Government Sets Rules For Wicked Wicked Strike
A Shame Nun as will be required at all strike gatherings of 10 or more people
The government has reluctantly agreed that Thursday’s wicked wicked strike may proceed, even though it has been masterminded by the spawn of Satan and all his little minions.
Howsoever, strikers have been duly warned by a proclamation nailed to the main door of the Combined Trade Union headquarters that the planned sinful abomination will be subject to strict conditions.
Stipulations laid down by the government in order for the strike to proceed include the compulsory wearing by strikers of hairshirts or sackcloths as a public mark of the evil that dwells within them.
If the depraved and wanton strikers do not possess hairshirts or sackcloths then the government has provided a list of authorised private hairshirt and sackcloth providers who will be able to issue strikers with the deliberately irritating garments at a reasonable price (allowing for a profit margin, obviously).

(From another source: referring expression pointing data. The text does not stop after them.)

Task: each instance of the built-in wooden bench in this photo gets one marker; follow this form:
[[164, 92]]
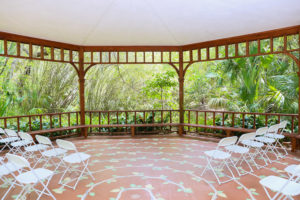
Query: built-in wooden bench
[[132, 126], [228, 130]]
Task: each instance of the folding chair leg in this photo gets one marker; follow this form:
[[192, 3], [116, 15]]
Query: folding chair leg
[[6, 193]]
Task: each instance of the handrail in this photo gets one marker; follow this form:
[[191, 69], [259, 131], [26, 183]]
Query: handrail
[[94, 117]]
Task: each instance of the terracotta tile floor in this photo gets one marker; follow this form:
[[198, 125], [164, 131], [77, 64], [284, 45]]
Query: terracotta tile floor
[[156, 169]]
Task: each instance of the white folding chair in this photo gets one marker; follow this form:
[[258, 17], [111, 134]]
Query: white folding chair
[[270, 142], [276, 132], [244, 155], [284, 188], [6, 139], [30, 178], [52, 152], [32, 147], [71, 160], [222, 158], [248, 141]]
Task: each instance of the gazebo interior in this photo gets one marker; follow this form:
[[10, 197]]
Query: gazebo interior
[[168, 157]]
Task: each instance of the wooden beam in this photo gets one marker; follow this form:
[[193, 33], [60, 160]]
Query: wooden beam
[[244, 38]]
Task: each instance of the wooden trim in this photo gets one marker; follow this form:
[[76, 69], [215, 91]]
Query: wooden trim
[[243, 38]]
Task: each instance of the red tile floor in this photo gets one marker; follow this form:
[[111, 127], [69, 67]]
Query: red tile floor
[[162, 168]]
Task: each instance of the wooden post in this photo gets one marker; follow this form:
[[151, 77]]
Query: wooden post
[[181, 94], [81, 92], [132, 131]]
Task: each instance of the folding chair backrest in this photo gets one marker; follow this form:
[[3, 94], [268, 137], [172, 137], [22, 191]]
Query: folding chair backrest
[[262, 131], [283, 124], [11, 133], [43, 140], [66, 145], [247, 136], [227, 141], [17, 160], [25, 136], [274, 129]]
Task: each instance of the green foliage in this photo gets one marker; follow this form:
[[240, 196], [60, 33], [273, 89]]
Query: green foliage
[[158, 87]]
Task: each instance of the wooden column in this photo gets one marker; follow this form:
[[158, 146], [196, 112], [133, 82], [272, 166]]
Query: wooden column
[[181, 94], [81, 92]]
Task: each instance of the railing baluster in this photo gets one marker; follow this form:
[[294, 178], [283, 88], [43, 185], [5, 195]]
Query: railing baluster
[[50, 117], [69, 119], [59, 117], [197, 121], [18, 124], [189, 120], [29, 123], [41, 122], [223, 118], [77, 118], [292, 128]]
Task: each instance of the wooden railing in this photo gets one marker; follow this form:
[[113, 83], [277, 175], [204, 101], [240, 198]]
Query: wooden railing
[[238, 119], [29, 123], [201, 117], [130, 117]]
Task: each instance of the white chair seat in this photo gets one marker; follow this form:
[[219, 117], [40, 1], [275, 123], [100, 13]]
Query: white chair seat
[[29, 177], [76, 157], [9, 139], [237, 149], [8, 168], [276, 183], [275, 136], [37, 147], [291, 169], [265, 140], [252, 143], [54, 152], [217, 154], [21, 143]]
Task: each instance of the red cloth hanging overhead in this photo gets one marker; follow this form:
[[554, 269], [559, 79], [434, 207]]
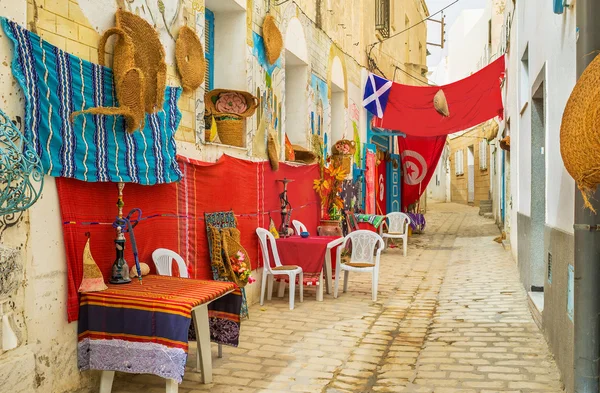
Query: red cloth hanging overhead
[[471, 101], [420, 157]]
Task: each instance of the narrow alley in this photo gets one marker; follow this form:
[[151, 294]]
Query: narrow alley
[[450, 317]]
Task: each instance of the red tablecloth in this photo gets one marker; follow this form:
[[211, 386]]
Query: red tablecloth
[[307, 253]]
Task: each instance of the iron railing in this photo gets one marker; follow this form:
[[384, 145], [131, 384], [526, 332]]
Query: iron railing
[[382, 17]]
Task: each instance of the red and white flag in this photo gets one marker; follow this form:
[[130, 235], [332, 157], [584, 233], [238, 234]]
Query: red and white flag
[[420, 156]]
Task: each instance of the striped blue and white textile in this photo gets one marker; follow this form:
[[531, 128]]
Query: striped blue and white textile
[[92, 148]]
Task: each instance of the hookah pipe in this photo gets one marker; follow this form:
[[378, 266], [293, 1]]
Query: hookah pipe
[[125, 225]]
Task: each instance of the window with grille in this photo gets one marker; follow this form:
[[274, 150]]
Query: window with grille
[[483, 155], [459, 163], [382, 17], [209, 49]]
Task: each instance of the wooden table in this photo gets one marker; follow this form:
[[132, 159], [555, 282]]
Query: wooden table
[[121, 326]]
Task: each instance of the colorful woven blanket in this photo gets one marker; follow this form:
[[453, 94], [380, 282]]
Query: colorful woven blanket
[[92, 148], [371, 219], [144, 329]]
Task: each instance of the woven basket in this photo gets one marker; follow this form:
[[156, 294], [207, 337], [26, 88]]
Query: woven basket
[[344, 161], [189, 54], [272, 38], [230, 129], [211, 97], [579, 133]]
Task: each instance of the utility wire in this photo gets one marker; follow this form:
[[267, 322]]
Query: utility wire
[[416, 24]]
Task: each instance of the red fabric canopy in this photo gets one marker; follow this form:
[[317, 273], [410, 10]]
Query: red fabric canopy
[[471, 101]]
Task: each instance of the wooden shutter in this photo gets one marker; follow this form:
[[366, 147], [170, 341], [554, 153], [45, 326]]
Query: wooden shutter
[[209, 49]]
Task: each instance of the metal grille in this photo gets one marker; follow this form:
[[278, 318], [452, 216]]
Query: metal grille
[[382, 17], [549, 268]]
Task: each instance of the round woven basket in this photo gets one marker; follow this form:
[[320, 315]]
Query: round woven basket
[[189, 55], [230, 129], [272, 38], [579, 134], [211, 97]]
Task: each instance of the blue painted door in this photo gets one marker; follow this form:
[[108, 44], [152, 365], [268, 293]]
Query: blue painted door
[[393, 179]]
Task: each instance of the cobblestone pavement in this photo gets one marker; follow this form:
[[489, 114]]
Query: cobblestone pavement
[[450, 317]]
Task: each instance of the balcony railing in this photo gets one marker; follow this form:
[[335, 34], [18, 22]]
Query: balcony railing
[[382, 17]]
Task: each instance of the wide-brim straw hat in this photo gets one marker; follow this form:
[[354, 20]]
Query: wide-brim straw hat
[[149, 57], [189, 55]]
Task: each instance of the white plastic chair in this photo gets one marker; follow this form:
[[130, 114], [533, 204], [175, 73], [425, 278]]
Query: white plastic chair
[[163, 260], [364, 259], [269, 271], [397, 224], [299, 227]]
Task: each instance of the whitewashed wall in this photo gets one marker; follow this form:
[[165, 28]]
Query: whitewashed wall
[[551, 42]]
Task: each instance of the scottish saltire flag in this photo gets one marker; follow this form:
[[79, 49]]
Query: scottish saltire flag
[[376, 94]]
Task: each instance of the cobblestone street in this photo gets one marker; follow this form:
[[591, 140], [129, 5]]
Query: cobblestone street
[[450, 317]]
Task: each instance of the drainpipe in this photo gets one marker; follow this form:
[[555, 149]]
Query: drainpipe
[[587, 234]]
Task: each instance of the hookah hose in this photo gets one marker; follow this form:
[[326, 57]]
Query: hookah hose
[[125, 225]]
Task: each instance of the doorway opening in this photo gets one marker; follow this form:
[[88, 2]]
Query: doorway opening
[[471, 175], [537, 263]]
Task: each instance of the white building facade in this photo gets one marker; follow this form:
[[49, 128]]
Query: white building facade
[[541, 72]]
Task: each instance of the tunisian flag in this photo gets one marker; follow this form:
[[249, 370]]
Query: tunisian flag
[[409, 109], [420, 156]]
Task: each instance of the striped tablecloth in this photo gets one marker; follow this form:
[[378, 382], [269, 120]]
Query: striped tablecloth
[[144, 328]]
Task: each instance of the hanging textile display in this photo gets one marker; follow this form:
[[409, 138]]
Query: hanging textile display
[[371, 159], [436, 110], [21, 174], [174, 214], [420, 157], [92, 148]]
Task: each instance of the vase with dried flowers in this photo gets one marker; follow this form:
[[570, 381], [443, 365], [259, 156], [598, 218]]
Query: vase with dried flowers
[[329, 187]]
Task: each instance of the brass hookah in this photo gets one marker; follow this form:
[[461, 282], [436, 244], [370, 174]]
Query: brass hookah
[[120, 269], [286, 209]]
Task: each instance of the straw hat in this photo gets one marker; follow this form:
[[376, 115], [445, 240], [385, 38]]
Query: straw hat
[[149, 57], [129, 82], [273, 39], [440, 104], [490, 130], [189, 55], [304, 155], [579, 134]]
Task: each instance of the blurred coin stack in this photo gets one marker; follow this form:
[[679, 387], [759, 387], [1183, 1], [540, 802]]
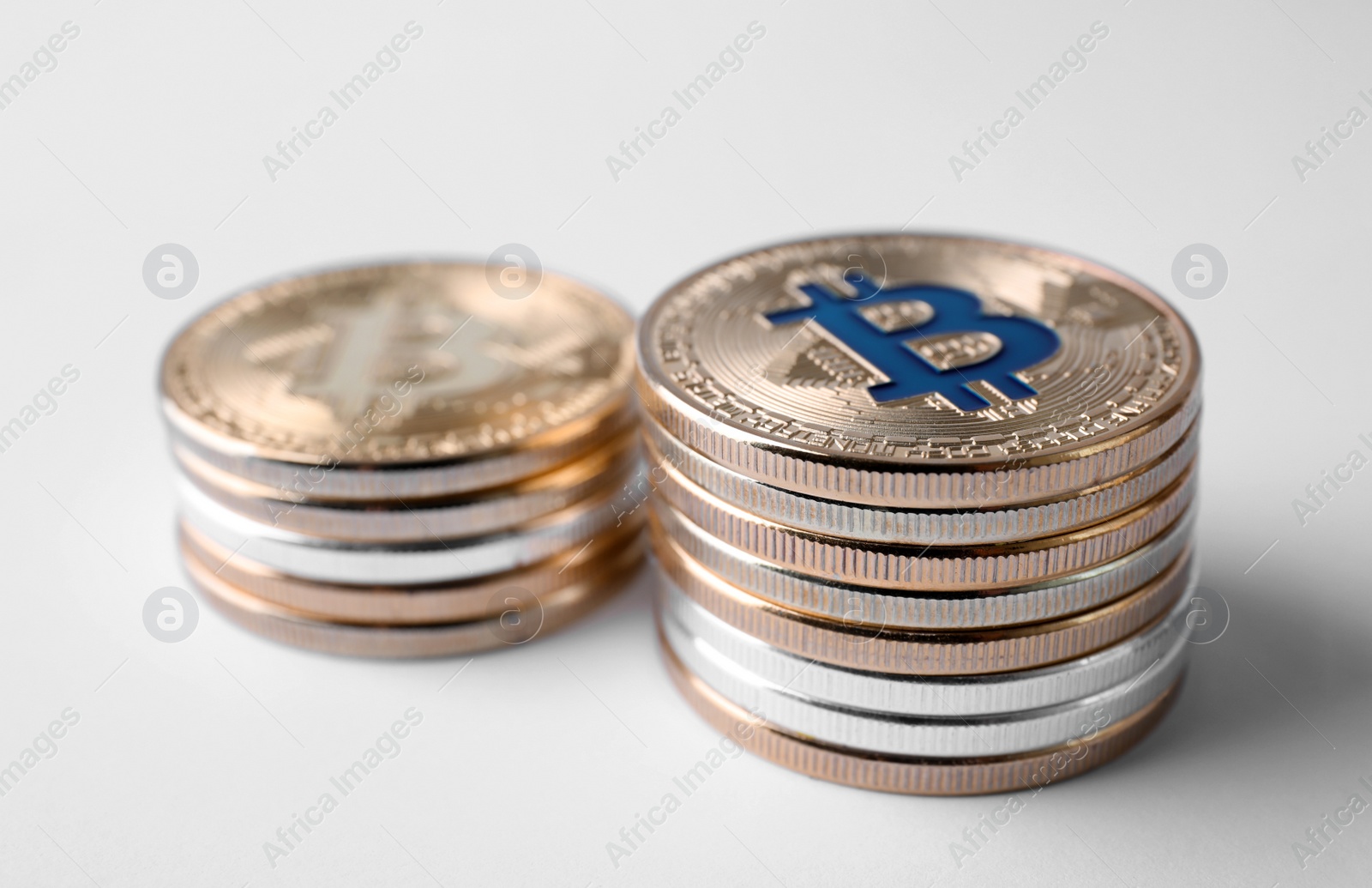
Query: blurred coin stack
[[924, 505], [405, 460]]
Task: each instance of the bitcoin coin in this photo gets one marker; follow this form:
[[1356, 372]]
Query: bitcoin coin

Self-flagellation will be encouraged although not compulsory. The government does not wish to be the source of any participants getting some kinky pleasure out of this.
During the strike any march comprising ten or more evil strikers must be proceeded by a Shame Nun. The Shame Nun shall ring a bell, loudly declare ‘Shame!’, and encourage members of the public to throw rotting fruit and vegetables at strike participants.